Pretty sure there’s a way to have the parking deck entrance on Martin but just not where the Berkeley building is.
The City didn’t want that many cars near intersection going in/out on Martin. Unsafe for proposed traffic counts. Martin is city owned. So scale project down less floors or Berkeley goes. I’ve been going there since 80’s it isn’t that great. This development was going to fix the dip! I was happy for getting that done.
Sometimes the deeper we dig into things, the more nonsensical life becomes…
I get the (NCDOT) Dawson thing, and the (City) not having the ingress / egress of the deck too close to the Martin / Dawson intersection but the dip threw me… ![]()
Progress is often a four letter word, notwithstanding how damn SLOW it goes…
We ate at Parkside last night. Parkside has a direct view of the Berkeley building, and the server said he thought the paint was just to cover graffiti. He said it had been painted over a couple times already.
Sounds like this condo tower may get going. Down from 35 to 20 stories but more likely to happen at that level. One Nash Square sound like it will happen. 82 units and ground floor retail.
https://www.bizjournals.com/triangle/news/2025/07/23/alchemy-properties-nash-square-tower-raleigh.html
This is kind of a bummer. It’s also surprising that removing the rentals makes it more doable, when almost everything else being built (in towers) is rentals. HOWEVER, I’m glad that this empty lot will be gone soon and more development is coming to downtown.
Also, sad to read that they couldn’t make it work with the old Berkley building, and it will be coming down to make way for an entrance to a parking deck ![]()
20 floors/82 units? Luxury indeed - those are going to be some pretty big units!
This is definitely better than a building with apartments or an empty lot like it is now.

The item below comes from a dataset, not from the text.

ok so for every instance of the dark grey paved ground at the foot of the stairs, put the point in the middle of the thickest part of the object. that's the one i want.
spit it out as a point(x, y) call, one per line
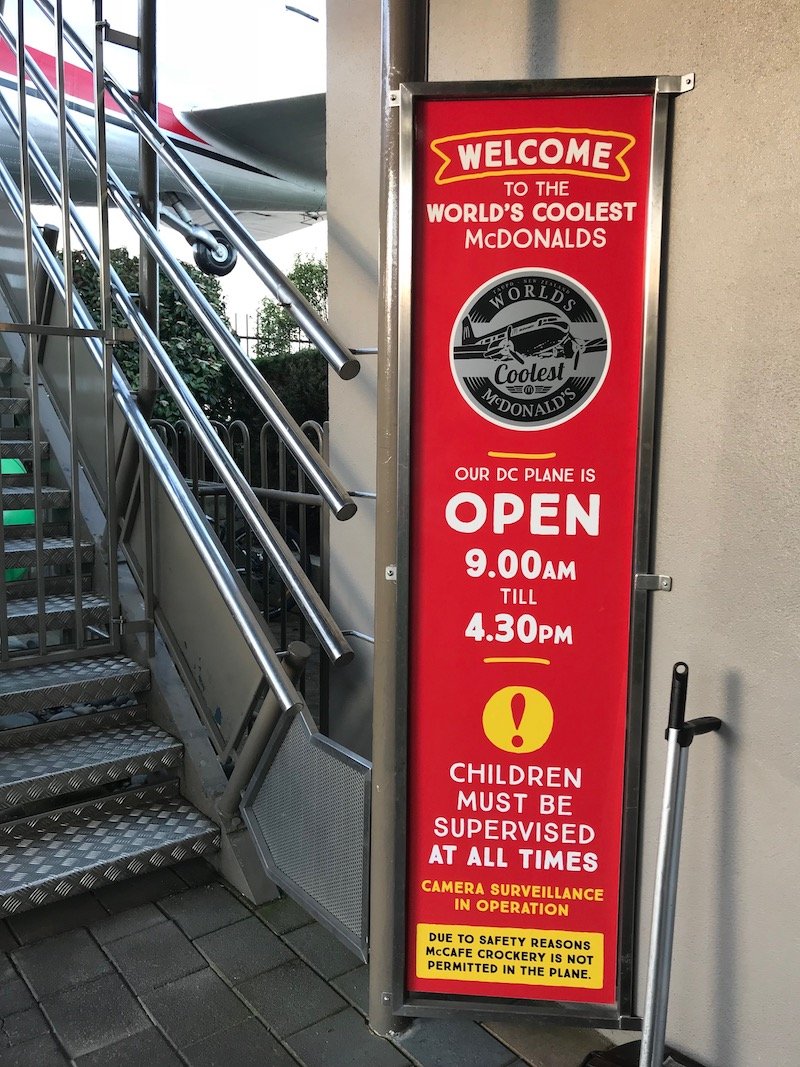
point(175, 968)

Uhhhhhh the sheer size of this footprint indicates they’re planning to demo not one but two historic/old buildings on that stretch. WTF is this???
EDIT: The article doesn’t seem to indicate this, only mentions demo of the Berkley building (which is still enough to piss me off), but the render makes the base seem absurdly large - probably not even close to what it will look like. That said, since these are condos, do we expect the floor-to-ceiling height to be larger than the usual apartment building? (in other words, could this now 20-story building still end up closer to the 300 ft range?? Of course I’m annoyed by the height reduction, as seems to be the case with literally every single damn building ever proposed in this god forsaken city, but perhaps it won’t end up losing too much height if they keep the ceilings taller since these are for-sale condos and not just rentals)
Doesn’t look like much today, but underneath all the garbage there’s a really cool old exterior hidden.
82 units in a 20 story building. Those are some big units! They will start at $795k. Interested to see how the market absorbs them.
After some googling it looks like the building is the old Raleigh Times building, used from 1920-1955, and then remodeled in the 60s or 70s to what it is now. No clue what’s left underneath the current façade.
Wish it were taller of course, but that is quite nice looking, and I think swapping apartments for condos is a win. Not enough condos downtown IMO.
At one time, Scott Crawford was going to open a tavern in this building. I don’t remember what caused it to fall through. Anyone recall?
Q&A from Walter Magazine a lonnnng time ago (right before Crawford and Son’s opened)
EDIT: Found another article. I guess it was supposed to open in 2015
Still waiting, Scott!
It does look wider, but hopefully that’s just an error in the rendering. Per imaps, the developer doesn’t own anything to the other side of the Berkeley building.